Upon investigating the persistence of JAK2 mutation after treatment with AG490, it was found that the proportion of affected cells to normal cells varies with no noticeable trend. In nearly all cases the mutation continued to persist despite treatment with AG490. It was also found that the HSC derived colonies in the PV patients with the JAK2 V617F mutation exhibited varying sensitivities to AG490.

Conclusion
The investigators proved that PV is a disease on the level of HSCs from their extensive sequence analysis although they remain uncertain at what level the disease arises, whether it is the original HSCs gone array or if a committed cell with the mutation regains the ability to self renew.

By culturing the cells in vitro the investigators drew the conclusion that the PV HSCs are not only found in greater numbers in the PB blood but also have altered differentiation potential.  Jamieson et al. posed that the IL-3 rich cell population they found pointed to a constitutive activation of the JAK2 pathway.

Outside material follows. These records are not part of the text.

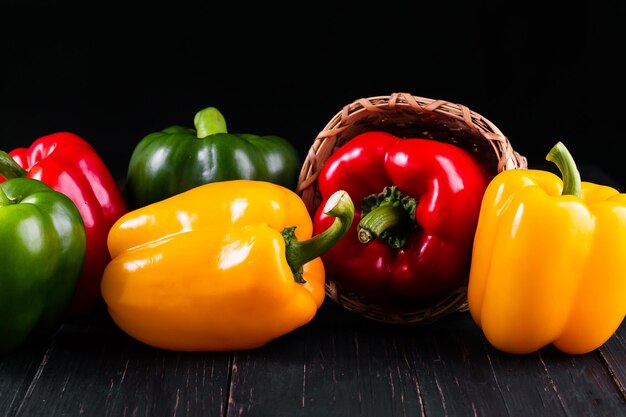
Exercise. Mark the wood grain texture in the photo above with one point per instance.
(96, 370)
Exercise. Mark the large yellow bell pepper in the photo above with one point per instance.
(224, 266)
(549, 260)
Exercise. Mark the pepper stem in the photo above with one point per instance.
(380, 221)
(4, 199)
(9, 168)
(208, 122)
(340, 206)
(389, 215)
(563, 159)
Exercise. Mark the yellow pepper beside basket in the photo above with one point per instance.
(224, 266)
(549, 260)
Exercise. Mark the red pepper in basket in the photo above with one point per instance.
(68, 164)
(416, 209)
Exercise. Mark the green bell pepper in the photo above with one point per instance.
(43, 250)
(177, 159)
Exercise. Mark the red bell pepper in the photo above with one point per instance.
(69, 164)
(416, 209)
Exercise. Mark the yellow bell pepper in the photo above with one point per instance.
(224, 266)
(549, 260)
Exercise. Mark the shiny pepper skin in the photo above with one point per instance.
(218, 267)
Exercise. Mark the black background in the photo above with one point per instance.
(115, 73)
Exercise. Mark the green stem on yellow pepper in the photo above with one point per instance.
(9, 168)
(561, 156)
(208, 122)
(340, 206)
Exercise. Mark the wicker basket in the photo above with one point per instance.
(406, 115)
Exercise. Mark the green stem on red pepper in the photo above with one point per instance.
(563, 159)
(9, 168)
(339, 206)
(389, 216)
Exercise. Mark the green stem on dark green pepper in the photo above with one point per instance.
(208, 122)
(9, 168)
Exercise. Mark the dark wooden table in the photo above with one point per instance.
(340, 365)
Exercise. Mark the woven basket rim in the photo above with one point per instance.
(406, 104)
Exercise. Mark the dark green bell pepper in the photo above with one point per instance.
(43, 250)
(177, 159)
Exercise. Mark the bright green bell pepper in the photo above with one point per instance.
(177, 159)
(43, 250)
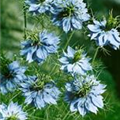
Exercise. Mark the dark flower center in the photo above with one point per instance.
(41, 81)
(66, 12)
(8, 75)
(84, 90)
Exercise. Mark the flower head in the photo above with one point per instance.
(104, 35)
(12, 112)
(39, 92)
(75, 62)
(38, 47)
(38, 6)
(69, 14)
(84, 95)
(10, 75)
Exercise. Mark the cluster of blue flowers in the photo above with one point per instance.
(104, 35)
(84, 95)
(84, 92)
(38, 92)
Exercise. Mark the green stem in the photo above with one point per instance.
(25, 21)
(95, 55)
(68, 40)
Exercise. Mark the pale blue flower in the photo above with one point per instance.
(12, 112)
(38, 48)
(75, 62)
(38, 6)
(69, 14)
(103, 35)
(38, 93)
(84, 95)
(11, 78)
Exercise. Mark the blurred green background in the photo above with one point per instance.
(11, 33)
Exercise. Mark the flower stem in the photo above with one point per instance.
(95, 55)
(25, 20)
(68, 40)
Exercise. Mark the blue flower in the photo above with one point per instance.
(84, 95)
(12, 112)
(69, 14)
(39, 93)
(40, 46)
(75, 62)
(38, 6)
(11, 77)
(103, 35)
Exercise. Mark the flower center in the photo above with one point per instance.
(84, 90)
(77, 56)
(40, 82)
(12, 118)
(35, 39)
(68, 11)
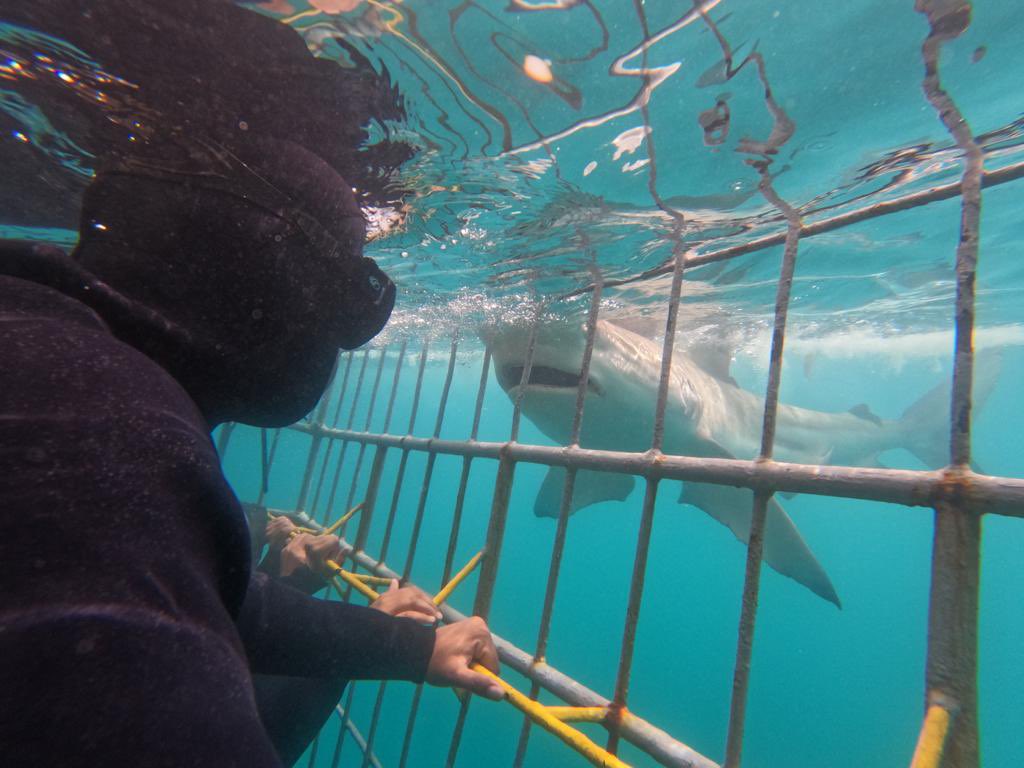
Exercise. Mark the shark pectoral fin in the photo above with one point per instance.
(591, 487)
(784, 549)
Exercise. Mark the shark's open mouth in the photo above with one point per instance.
(542, 376)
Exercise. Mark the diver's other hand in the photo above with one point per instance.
(307, 550)
(411, 602)
(278, 531)
(457, 647)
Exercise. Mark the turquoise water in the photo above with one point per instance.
(520, 189)
(829, 687)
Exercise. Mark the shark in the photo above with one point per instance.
(708, 414)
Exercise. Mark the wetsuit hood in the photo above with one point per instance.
(241, 278)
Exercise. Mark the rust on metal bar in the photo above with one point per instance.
(561, 529)
(467, 461)
(903, 203)
(951, 670)
(348, 426)
(755, 547)
(428, 472)
(932, 739)
(334, 423)
(988, 494)
(646, 516)
(662, 747)
(403, 461)
(363, 446)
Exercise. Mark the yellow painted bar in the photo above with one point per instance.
(351, 581)
(579, 714)
(932, 738)
(449, 588)
(343, 519)
(539, 714)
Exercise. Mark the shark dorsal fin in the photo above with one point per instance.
(716, 359)
(591, 487)
(861, 411)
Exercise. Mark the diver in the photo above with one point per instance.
(130, 622)
(294, 709)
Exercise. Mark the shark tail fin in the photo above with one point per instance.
(926, 423)
(784, 549)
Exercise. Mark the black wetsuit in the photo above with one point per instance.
(292, 709)
(129, 620)
(218, 269)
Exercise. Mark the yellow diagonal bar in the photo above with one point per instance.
(932, 738)
(459, 578)
(351, 581)
(539, 714)
(579, 714)
(343, 519)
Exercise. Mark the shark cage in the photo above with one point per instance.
(339, 441)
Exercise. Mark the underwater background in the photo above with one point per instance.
(565, 140)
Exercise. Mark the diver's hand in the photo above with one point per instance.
(278, 531)
(307, 550)
(411, 602)
(457, 647)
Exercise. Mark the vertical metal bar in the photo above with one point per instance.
(647, 514)
(420, 509)
(407, 740)
(558, 546)
(268, 466)
(372, 733)
(318, 418)
(951, 670)
(403, 461)
(373, 486)
(344, 445)
(363, 445)
(503, 488)
(224, 437)
(499, 515)
(460, 726)
(345, 721)
(330, 445)
(356, 736)
(467, 462)
(755, 547)
(366, 520)
(428, 473)
(454, 540)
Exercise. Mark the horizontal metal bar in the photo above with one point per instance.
(902, 203)
(637, 731)
(984, 494)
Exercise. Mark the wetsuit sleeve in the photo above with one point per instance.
(286, 632)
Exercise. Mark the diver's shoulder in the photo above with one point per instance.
(61, 359)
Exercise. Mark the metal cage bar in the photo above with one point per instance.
(755, 548)
(561, 530)
(951, 668)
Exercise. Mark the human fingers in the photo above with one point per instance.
(407, 599)
(418, 615)
(278, 531)
(457, 647)
(323, 548)
(486, 651)
(295, 555)
(477, 683)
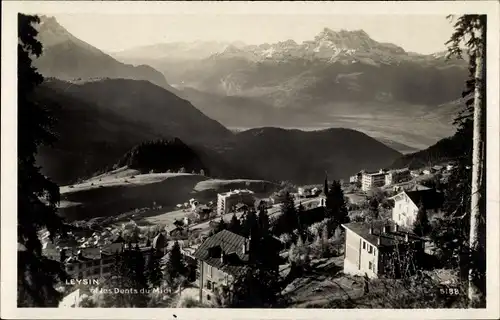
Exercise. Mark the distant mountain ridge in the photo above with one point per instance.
(68, 58)
(99, 122)
(334, 75)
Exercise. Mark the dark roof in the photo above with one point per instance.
(387, 239)
(429, 198)
(159, 242)
(229, 244)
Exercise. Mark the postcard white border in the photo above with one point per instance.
(9, 149)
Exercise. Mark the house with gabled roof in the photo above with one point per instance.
(407, 203)
(221, 258)
(372, 249)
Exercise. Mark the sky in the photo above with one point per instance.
(417, 33)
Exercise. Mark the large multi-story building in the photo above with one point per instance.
(373, 180)
(397, 176)
(370, 248)
(97, 263)
(226, 201)
(223, 257)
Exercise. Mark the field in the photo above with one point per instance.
(125, 190)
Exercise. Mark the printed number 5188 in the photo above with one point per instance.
(449, 291)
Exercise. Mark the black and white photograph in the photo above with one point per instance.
(249, 160)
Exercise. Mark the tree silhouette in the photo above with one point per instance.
(175, 267)
(153, 271)
(37, 195)
(471, 31)
(422, 226)
(335, 204)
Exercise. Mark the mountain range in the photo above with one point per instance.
(328, 81)
(67, 58)
(106, 108)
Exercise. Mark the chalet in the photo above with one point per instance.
(221, 257)
(370, 249)
(97, 262)
(437, 168)
(407, 203)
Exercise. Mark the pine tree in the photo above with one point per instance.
(288, 219)
(263, 219)
(374, 208)
(471, 30)
(234, 225)
(325, 187)
(153, 271)
(335, 204)
(222, 225)
(422, 226)
(249, 223)
(37, 195)
(175, 267)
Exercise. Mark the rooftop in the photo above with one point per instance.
(387, 239)
(229, 244)
(430, 198)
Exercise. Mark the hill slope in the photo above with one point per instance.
(69, 58)
(126, 190)
(447, 149)
(304, 156)
(98, 122)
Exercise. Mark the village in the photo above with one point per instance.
(354, 251)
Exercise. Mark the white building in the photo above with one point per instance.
(373, 180)
(226, 200)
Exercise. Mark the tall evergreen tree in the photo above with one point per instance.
(222, 225)
(249, 223)
(153, 270)
(422, 226)
(138, 268)
(175, 267)
(37, 195)
(335, 204)
(471, 30)
(264, 223)
(325, 187)
(288, 219)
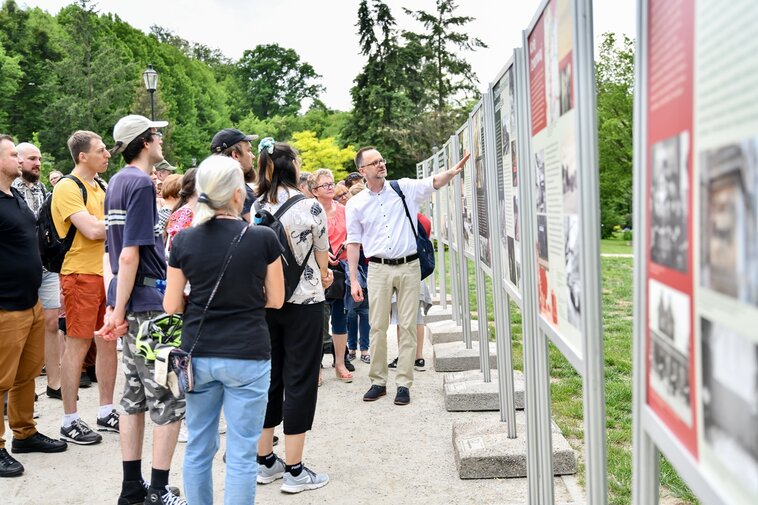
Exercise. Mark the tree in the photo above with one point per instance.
(93, 83)
(323, 153)
(275, 81)
(614, 72)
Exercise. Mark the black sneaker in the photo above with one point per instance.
(163, 497)
(374, 393)
(38, 443)
(9, 466)
(133, 492)
(85, 381)
(350, 367)
(54, 393)
(109, 422)
(403, 396)
(80, 433)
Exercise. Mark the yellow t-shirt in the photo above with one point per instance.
(85, 255)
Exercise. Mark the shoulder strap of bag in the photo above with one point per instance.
(396, 187)
(228, 259)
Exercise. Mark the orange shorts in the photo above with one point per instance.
(84, 299)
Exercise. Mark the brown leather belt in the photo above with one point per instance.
(396, 261)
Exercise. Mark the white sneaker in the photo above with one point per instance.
(306, 481)
(268, 475)
(183, 433)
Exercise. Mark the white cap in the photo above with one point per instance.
(130, 127)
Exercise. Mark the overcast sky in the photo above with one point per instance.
(324, 33)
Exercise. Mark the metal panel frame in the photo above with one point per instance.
(538, 436)
(501, 305)
(462, 258)
(481, 282)
(438, 218)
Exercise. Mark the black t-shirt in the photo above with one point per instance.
(235, 324)
(20, 263)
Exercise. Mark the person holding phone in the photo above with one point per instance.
(321, 184)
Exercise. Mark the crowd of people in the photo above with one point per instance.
(152, 242)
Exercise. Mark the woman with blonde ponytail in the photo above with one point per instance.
(231, 359)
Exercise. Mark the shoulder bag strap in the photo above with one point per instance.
(228, 259)
(396, 187)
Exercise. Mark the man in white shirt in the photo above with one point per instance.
(377, 221)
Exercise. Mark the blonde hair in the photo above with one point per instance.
(315, 176)
(217, 179)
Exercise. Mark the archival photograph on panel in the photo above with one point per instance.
(539, 181)
(542, 243)
(729, 220)
(573, 275)
(730, 400)
(514, 171)
(670, 348)
(669, 197)
(568, 174)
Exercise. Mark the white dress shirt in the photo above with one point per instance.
(378, 220)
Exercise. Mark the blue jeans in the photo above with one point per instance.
(241, 387)
(357, 322)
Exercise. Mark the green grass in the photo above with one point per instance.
(615, 246)
(566, 388)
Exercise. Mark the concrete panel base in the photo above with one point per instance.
(436, 313)
(467, 391)
(443, 332)
(454, 357)
(484, 451)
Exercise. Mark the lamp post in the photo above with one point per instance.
(150, 76)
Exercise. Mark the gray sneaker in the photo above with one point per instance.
(306, 481)
(268, 475)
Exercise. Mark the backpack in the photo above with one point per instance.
(292, 270)
(52, 247)
(424, 247)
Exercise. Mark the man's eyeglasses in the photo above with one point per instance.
(376, 163)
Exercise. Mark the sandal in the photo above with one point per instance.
(345, 376)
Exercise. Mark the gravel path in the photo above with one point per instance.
(374, 453)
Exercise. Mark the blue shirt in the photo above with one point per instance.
(131, 219)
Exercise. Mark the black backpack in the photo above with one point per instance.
(53, 248)
(292, 270)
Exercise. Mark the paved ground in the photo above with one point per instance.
(374, 453)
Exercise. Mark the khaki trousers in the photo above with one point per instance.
(382, 280)
(22, 351)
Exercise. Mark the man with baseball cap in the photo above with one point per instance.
(137, 261)
(163, 169)
(235, 144)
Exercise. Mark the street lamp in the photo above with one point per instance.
(150, 76)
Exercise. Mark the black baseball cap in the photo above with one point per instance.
(227, 137)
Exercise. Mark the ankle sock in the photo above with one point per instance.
(159, 479)
(294, 470)
(267, 460)
(132, 470)
(105, 410)
(68, 419)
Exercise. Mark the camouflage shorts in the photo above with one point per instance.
(141, 392)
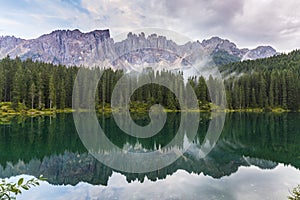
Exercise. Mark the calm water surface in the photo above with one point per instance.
(256, 157)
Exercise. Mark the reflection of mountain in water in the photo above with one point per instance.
(54, 150)
(71, 168)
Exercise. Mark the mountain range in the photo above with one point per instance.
(74, 48)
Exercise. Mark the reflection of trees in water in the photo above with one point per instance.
(55, 150)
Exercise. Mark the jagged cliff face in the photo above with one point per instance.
(94, 48)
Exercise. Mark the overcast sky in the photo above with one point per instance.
(247, 23)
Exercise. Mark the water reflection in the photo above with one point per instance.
(50, 146)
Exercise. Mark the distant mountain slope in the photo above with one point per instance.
(72, 47)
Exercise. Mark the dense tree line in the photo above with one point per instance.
(263, 83)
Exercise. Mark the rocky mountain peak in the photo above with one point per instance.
(72, 47)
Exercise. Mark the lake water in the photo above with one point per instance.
(256, 157)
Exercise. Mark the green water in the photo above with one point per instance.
(256, 156)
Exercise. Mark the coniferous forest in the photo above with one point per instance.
(268, 84)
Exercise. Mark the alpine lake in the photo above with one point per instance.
(257, 156)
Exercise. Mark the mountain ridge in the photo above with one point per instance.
(75, 48)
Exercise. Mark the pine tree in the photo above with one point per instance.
(32, 91)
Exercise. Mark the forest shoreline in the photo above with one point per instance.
(6, 110)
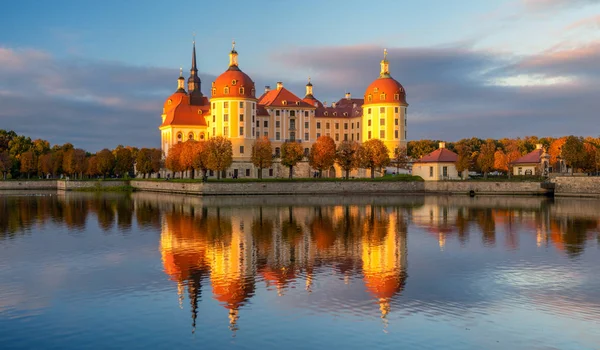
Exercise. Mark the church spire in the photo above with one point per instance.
(385, 66)
(194, 82)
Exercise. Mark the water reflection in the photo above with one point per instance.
(234, 250)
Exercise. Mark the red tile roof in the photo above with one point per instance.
(441, 155)
(530, 158)
(276, 98)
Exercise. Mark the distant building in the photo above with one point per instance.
(438, 165)
(234, 111)
(535, 162)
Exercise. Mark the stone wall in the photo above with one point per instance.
(579, 186)
(28, 185)
(72, 185)
(342, 187)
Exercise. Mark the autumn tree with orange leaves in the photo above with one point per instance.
(322, 154)
(262, 154)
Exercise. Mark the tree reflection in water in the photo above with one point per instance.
(238, 248)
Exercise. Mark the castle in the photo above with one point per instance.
(234, 111)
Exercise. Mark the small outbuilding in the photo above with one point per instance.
(438, 165)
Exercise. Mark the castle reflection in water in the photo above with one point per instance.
(238, 246)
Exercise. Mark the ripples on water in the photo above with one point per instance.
(118, 271)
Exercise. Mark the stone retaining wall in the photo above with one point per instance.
(578, 186)
(341, 187)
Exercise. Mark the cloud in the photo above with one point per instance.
(92, 104)
(458, 92)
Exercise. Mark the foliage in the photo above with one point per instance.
(322, 154)
(219, 154)
(262, 154)
(291, 154)
(373, 154)
(347, 157)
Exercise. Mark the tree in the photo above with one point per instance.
(463, 162)
(373, 154)
(105, 162)
(219, 154)
(92, 167)
(173, 161)
(573, 152)
(186, 158)
(347, 157)
(291, 154)
(123, 161)
(262, 154)
(485, 159)
(322, 154)
(28, 163)
(400, 160)
(5, 162)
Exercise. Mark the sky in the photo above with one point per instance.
(96, 73)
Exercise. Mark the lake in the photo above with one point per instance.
(146, 270)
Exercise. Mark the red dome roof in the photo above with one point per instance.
(237, 82)
(388, 88)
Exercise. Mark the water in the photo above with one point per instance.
(89, 271)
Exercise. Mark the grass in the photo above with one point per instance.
(387, 178)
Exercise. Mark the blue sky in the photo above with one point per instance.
(93, 73)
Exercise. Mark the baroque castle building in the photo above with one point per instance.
(233, 110)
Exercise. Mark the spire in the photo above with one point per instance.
(194, 83)
(233, 57)
(309, 88)
(385, 66)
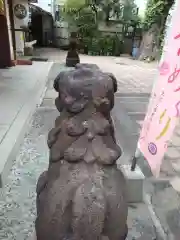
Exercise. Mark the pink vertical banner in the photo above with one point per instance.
(164, 106)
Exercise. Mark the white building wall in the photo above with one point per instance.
(18, 23)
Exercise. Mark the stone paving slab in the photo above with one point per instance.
(21, 89)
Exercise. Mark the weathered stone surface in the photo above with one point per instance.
(72, 56)
(83, 194)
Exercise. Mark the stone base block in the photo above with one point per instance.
(135, 180)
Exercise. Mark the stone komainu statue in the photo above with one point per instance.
(82, 195)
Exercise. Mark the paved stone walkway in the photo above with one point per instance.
(135, 80)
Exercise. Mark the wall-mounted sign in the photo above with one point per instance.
(20, 11)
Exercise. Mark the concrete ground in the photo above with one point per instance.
(135, 80)
(18, 201)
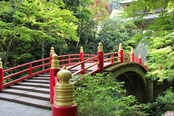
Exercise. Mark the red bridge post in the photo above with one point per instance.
(139, 59)
(64, 104)
(132, 55)
(51, 53)
(120, 52)
(112, 56)
(1, 75)
(82, 59)
(100, 58)
(53, 72)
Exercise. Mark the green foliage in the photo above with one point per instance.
(159, 36)
(113, 32)
(162, 104)
(161, 49)
(102, 95)
(26, 25)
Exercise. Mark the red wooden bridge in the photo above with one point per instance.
(36, 86)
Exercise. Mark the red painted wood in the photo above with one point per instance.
(64, 110)
(53, 73)
(139, 61)
(26, 64)
(1, 79)
(100, 60)
(83, 64)
(15, 81)
(132, 57)
(39, 72)
(40, 60)
(112, 56)
(17, 73)
(69, 61)
(30, 69)
(94, 71)
(16, 67)
(40, 66)
(121, 56)
(127, 57)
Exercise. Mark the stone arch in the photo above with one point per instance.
(133, 74)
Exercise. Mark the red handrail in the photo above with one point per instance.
(29, 70)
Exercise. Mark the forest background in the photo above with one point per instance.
(28, 28)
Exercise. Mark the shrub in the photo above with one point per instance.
(102, 95)
(162, 104)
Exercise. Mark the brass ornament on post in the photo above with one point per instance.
(132, 50)
(145, 63)
(81, 49)
(52, 51)
(54, 62)
(0, 63)
(100, 47)
(120, 46)
(64, 89)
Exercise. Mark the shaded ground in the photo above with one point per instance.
(15, 109)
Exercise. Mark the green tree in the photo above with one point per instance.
(32, 23)
(158, 35)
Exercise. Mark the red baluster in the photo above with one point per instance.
(112, 56)
(53, 72)
(120, 53)
(145, 65)
(100, 57)
(82, 59)
(127, 57)
(1, 75)
(139, 59)
(69, 61)
(51, 53)
(64, 104)
(30, 69)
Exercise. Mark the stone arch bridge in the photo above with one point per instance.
(37, 87)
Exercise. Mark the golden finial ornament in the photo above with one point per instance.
(100, 47)
(0, 63)
(120, 46)
(54, 62)
(81, 49)
(132, 50)
(52, 51)
(145, 63)
(64, 89)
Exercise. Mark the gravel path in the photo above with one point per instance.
(15, 109)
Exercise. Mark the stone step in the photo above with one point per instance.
(37, 81)
(30, 88)
(34, 84)
(40, 78)
(26, 100)
(29, 94)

Therefore they worked to inhibit the pathway through AG490. Jamieson et al. concluded that the downward trend in aberrant colonies in response to AG490 is promising but a more specific inhibitor needs to be developed to bind specifically to the mutant JAK2 allele.

Personal Comments:
The work Jamieson et al. done in sequencing the JAK2 V617F mutation region is valuable in ascertaining the role of a wayward copy of JAK2 in PV. However, it does not prove that the mutation occurs at a certain stage of hematopoiesis. As Jamieson et al. states in their paper, it is possible that a downstream progenitor re-acquired the ability to self-renew after significant mutation thus returning to a stem cell state. Although bone marrow studies have been done in the murine model for JAK2 V617F, it is uncertain if this can be applied to humans. The work in JAK2 inhibitors is promising in producing a patient specific drug. However, the fact that AG490 does not specifically target the wayward erythroid colonies is troubling. Whether or not, from this point onward, researchers will be able to develop an inhibitor specific to the mutant JAK2 remains in doubt. This project is a step in a very auspicious direction to patient specific treatments. Importantly, Jamieson et al.’s work also sheds light on PV stem cells the understanding of which could hold the key to a lasting cure.